Of course he sealed the deal by taking her out to dinner in the local eatery in-between those two weekends and even Brcken seemed to like him and Mohammed seemed not to mind the dog hairs on his suit and slobbery tongue licking his hand. It made her quite hopeful that this might be a relationship worth pursuing. It didn’t harm his cause that his kissing was promisingly passionate and his twinkling eyes seemed to be only for her.

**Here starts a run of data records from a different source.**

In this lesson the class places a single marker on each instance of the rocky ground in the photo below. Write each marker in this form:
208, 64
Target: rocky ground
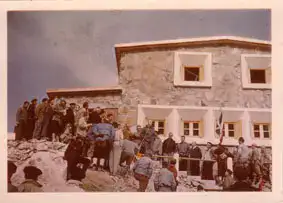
48, 156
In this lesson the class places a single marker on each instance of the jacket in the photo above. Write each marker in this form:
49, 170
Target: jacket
105, 129
82, 127
169, 146
242, 153
183, 148
157, 145
144, 166
165, 178
40, 110
22, 114
129, 147
30, 186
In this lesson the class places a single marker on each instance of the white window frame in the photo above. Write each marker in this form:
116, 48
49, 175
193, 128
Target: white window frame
156, 122
261, 131
191, 128
246, 72
207, 70
226, 129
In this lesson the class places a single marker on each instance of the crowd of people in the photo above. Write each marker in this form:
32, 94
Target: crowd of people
95, 134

It came as something of a surprise therefore that his brother was so overweight and course featured when she met him the next Saturday. The rented property in Currie was the typical three bedroomed suburban semi found on the outskirts of Edinburgh apart from the filth on the enamel of the bath which looked as if no-one had cleaned it, ever. Sam asked for a scourer and Vim so that she could have a shower before they went out and about in the city to show Yas the glamorous life his brother now lived in the West. Yas was surly and uncommunicative, and mostly sat nursing his whisky, but had no English which might have explained it. He was much older than Mohammed and rather overweight. His suit was badly fitted and his hygiene questionable. After the restaurant and night club they went to a private club which gave no clue it was a strip joint on the outside. It was the first time Sam had ever been inside one and her prudish Presbyterian side came out. The burlesque nature of the entertainment slightly shocked her so she sat with her back to the girls in all their glory and gave her attention to what little conversation went on at the table. Oddly, Yas didn’t seem impressed by the dancers either so they went back to the house for what remained of the night.

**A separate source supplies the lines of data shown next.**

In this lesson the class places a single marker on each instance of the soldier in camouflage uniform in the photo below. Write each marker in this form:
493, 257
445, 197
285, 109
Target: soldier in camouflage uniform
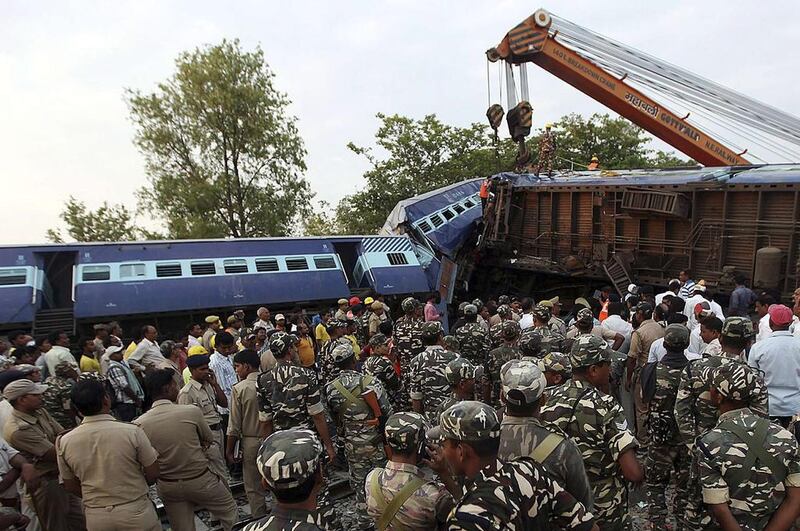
429, 386
749, 467
522, 434
381, 367
667, 454
696, 414
56, 398
289, 397
556, 368
425, 504
597, 424
513, 495
407, 344
497, 358
461, 375
290, 464
547, 151
357, 423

Mohammed joked that it was just a bit of fun and she must be jealous but Sam said that it displayed a serious lack of respect and so began their first fight. Sam left early the next day and in her haste lost a pair of her favourite high heels. Mohammed phoned often however, being back to his charming self, and came to her cottage as soon as his brother went back home. Soon they fell into the comfortable habit of spending time together at weekends and speaking on the phone during the week. However, Mohammed dropped the bombshell that he was going to go to America as they recognised his baccalaureate as entry into university without having to do more catch up exams as he needed to in Scotland. Sam assumed that their relationship would die a natural death when he moved but that they should make the most of what time they had left together. Besides, at only 23, she was still married.
Sam had married almost straight out of school for all the wrong reasons. She had of course been in love and in the throes of passion with no place to get alone time. In those days and in that type of family a girl was expected to wait until she married before she gave “it” away. While it was alright to go youth hosteling with her boyfriend or to a bed and breakfast, her mother had embarrassingly phoned the places in advance of their arrivals to ensure separate accommodation. Engagement at 18 and marriage at 21 were expected and to be fair desirable but moving from being daughter to wife was not an easy transition. Dave was great fun and a terrific boyfriend but pinning him down to be a husband and take some responsibility was much harder than she anticipated. So when Dave said he didn’t want to be married any more she let him go without much of a fight and resolved to move on and enjoy being single for the first time since she was 15. It was just ironic that she met Mohammed on her first weekend out with Kim after splitting with Dave.